La quintaesencia de los rockeros multimillonarios
‘Exile on Main St.’ es una de las cumbres de la discografía de The Rolling Stones, pese al caos que rodeó a la banda mientras lo grabó
Ante ustedes, la quintaesencia de los rockeros multimillonarios. Exile on Main St. responde a todo lo que se puede imaginar a la máxima potencia de lo que significa ser un rolling stone: rock and roll, sexo, drogas, derroche, glamur, locura y todo exceso que sirva para distinguirse de un ser humano. También contradicción. Este álbum, de una calidad tan deslumbrante y enfebrecida que jamás ha vuelto a ser alcanzada por la banda, es una contradicción en sí mismo.
Primero, fue un milagro que saliese un disco tan grandioso (¡y doble!) en mitad de un caos tan tremendo en aquella mansión decimonónica francesa. Del tira y afloja por el liderazgo del grupo y la imposición de estilos entre Mick Jagger y Keith Richards, se impuso el método del segundo. El guitarrista, que llevaba tanta heroína y speed encima que había días que no podía levantarse, siempre ha echado este disco a la cara al cantante para justificar su fortaleza. Exile on Main St. es más fruto del caos de Richards que de la cabeza de Jagger, que, sin dar su brazo a torcer en la pelea de pavos reales, acabó renegando de él. Mal, Mick. Aunque comprensible: él estaba al frente de los pleitos por recuperar los derechos del grupo contra el antiguo manager Allen Klein mientras Keith andaba todo el día colocado.

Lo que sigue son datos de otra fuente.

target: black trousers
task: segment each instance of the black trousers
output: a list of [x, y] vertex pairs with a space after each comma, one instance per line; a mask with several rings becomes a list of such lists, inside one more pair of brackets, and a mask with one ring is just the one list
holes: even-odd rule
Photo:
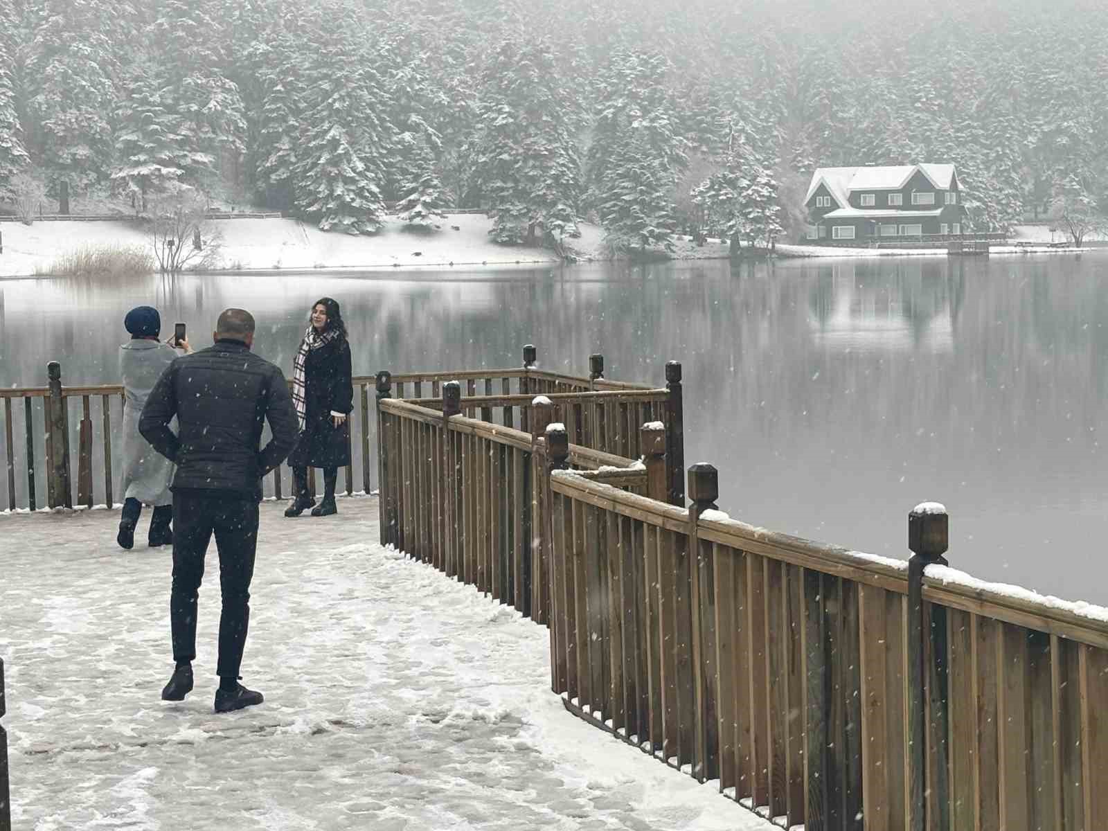
[[204, 555], [215, 534], [219, 552], [220, 678], [238, 677], [243, 647], [250, 623], [250, 579], [258, 543], [258, 503], [253, 499], [173, 494], [173, 591], [170, 594], [170, 624], [173, 659], [196, 659], [196, 611]]

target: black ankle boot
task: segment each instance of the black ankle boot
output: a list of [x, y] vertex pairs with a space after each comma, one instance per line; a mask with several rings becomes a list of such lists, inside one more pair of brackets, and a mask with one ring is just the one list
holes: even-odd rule
[[308, 492], [307, 468], [294, 468], [293, 482], [296, 488], [296, 497], [293, 500], [293, 504], [285, 509], [286, 516], [299, 516], [316, 504], [316, 501], [311, 499], [311, 494]]
[[142, 502], [127, 497], [123, 500], [123, 510], [120, 511], [120, 532], [115, 535], [115, 542], [121, 548], [131, 550], [135, 544], [135, 525], [142, 516]]
[[324, 501], [319, 507], [311, 509], [312, 516], [330, 516], [339, 512], [335, 504], [335, 483], [338, 481], [339, 472], [337, 468], [324, 469]]
[[150, 520], [150, 531], [146, 532], [146, 544], [152, 548], [160, 545], [173, 545], [173, 505], [158, 505]]
[[254, 689], [247, 689], [242, 684], [236, 684], [235, 689], [224, 689], [222, 686], [215, 691], [215, 711], [230, 712], [240, 710], [244, 707], [253, 707], [261, 704], [265, 697]]
[[193, 691], [193, 666], [185, 664], [173, 670], [170, 683], [162, 688], [163, 701], [182, 701]]

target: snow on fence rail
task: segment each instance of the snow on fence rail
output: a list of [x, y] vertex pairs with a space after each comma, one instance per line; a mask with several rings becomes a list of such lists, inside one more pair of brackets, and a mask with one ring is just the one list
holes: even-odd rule
[[[530, 357], [530, 361], [529, 361]], [[424, 372], [392, 376], [382, 387], [388, 373], [357, 376], [355, 384], [355, 412], [350, 419], [350, 460], [343, 469], [341, 491], [347, 494], [370, 493], [377, 486], [377, 463], [372, 451], [377, 445], [377, 419], [371, 412], [371, 390], [378, 396], [391, 394], [394, 387], [402, 397], [437, 397], [445, 379], [461, 379], [470, 397], [476, 394], [478, 384], [491, 394], [494, 386], [504, 394], [531, 396], [540, 391], [566, 392], [574, 390], [637, 389], [642, 384], [607, 381], [603, 377], [603, 358], [594, 356], [589, 378], [574, 378], [538, 370], [534, 366], [535, 349], [524, 348], [524, 365], [512, 369], [466, 370], [459, 372]], [[598, 361], [598, 362], [597, 362]], [[57, 378], [53, 373], [57, 371]], [[500, 402], [506, 418], [511, 418], [519, 399]], [[437, 404], [441, 407], [441, 404]], [[472, 410], [476, 407], [469, 407]], [[623, 418], [634, 423], [649, 402], [635, 406], [613, 406], [606, 419], [594, 420], [591, 411], [582, 430], [592, 429], [594, 421], [605, 425]], [[482, 404], [482, 414], [491, 409]], [[491, 418], [491, 417], [490, 417]], [[525, 423], [525, 411], [519, 417]], [[47, 386], [0, 389], [0, 422], [3, 441], [0, 456], [4, 460], [0, 475], [0, 511], [39, 510], [113, 505], [120, 499], [123, 447], [119, 433], [123, 423], [123, 387], [120, 384], [63, 386], [62, 367], [52, 361], [47, 368]], [[509, 422], [505, 422], [509, 423]], [[573, 421], [574, 424], [578, 423]], [[268, 437], [268, 427], [266, 433]], [[638, 452], [634, 441], [620, 443], [613, 431], [613, 439], [598, 440], [598, 447], [612, 452], [632, 455]], [[315, 470], [309, 471], [309, 486], [315, 493]], [[291, 494], [293, 474], [287, 465], [278, 468], [264, 482], [268, 497], [283, 499]], [[120, 499], [120, 501], [122, 501]]]
[[671, 499], [665, 422], [604, 463], [585, 390], [526, 432], [451, 387], [379, 402], [382, 542], [547, 623], [568, 710], [786, 828], [1108, 828], [1108, 609], [946, 567], [935, 503], [907, 562], [823, 545], [718, 511], [711, 465]]

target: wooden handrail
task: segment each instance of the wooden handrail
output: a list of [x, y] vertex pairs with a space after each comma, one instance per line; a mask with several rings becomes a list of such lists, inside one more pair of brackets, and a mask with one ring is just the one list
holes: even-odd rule
[[[540, 396], [548, 398], [554, 403], [644, 403], [649, 401], [666, 401], [668, 390], [601, 390], [589, 392], [542, 392], [537, 394], [512, 396], [466, 396], [462, 399], [462, 408], [470, 407], [531, 407]], [[407, 400], [407, 399], [401, 399]], [[414, 398], [424, 407], [442, 407], [442, 398]]]

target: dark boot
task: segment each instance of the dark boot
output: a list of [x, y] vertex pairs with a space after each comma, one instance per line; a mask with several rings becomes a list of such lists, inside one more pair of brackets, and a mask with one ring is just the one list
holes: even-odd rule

De aquellas sesiones improvisadas, salió un sonido pegajoso, pero repleto de riffs refrescantes. Un rock and roll de magnética cadencia borracha y canalla, toda una fabulosa anarquía aparente: pese al desastre organizativo, el álbum guarda una extraña armonía temática poco conocida. Se divide en cuatro partes, una por cada cara del doble disco. La primera es un paseo de relámpagos de rock sureño, incluyendo el homenaje al boogie de Slim Harpo en Shake Your Hips. La segunda es la cara acústica con medios tiempos ricos en armónicas lloronas y un Jagger como cantando entre ciénagas pantanosas. En la tercera, el viaje por el Delta coge velocidad eléctrica mientras se adentra en una atmósfera febril y de ensueño hoodoo. Y la cuarta se cierra con cuatro pildorazos de soul y una sección de vientos arrasadora. Todo lo que The Rolling Stones habían sido estaba aquí, pero también todo lo más elevado que se pudiese imaginar.
Esa es otra contradicción. ¿Cómo es posible que aquellos multimillonarios que tenían un avión privado y se exiliaban en Francia para huir de la Hacienda británica podían sonar tan juveniles, inocentes, adrenalínicos y pletóricos? ¡Incluso más que nunca! Aparte de la mansión, Richards se montó un estudio móvil en un yate de lujo y Jagger se compró la casa de Picasso en la comuna de Mougins. Eran supernovas forradas de libras comportándose como millonarios derrochando dólares en la Costa Azul. La respuesta, más allá del talento del trío Jagger-Richards-Watts, responde al mejor acompañamiento que ha tenido el grupo jamás. Al bajo estaba Bill Wyman y el otro lujoso escudero era el guitarrista Mick Taylor, aportando su delicioso toque funk. Palabras mayores. Y hay que sumar un equipo portentoso: el órgano de Billy Preston, el saxofón de Bobby Keys, el pedal steel de Al Perkins, los pianos de Dr. John y Ian Stewart y la batería y percusión de Jimmy Miller, que ejerció también de productor. Nadie exprimió mejor la fiereza festiva del grupo como él, que, como Taylor y Anita Pallenberg, acabó yonqui y consumido al lado de Richards en aquellos años.
Exile on Main St., cuya portada fue creada por el prestigioso fotógrafo Robert Frank, es la cúspide de la locura salvaje de The Rolling Stones. Aunque en los setenta todavía llegarían grandes álbumes como Goats Head Soup o Some Girls, este doble álbum es su última obra maestra.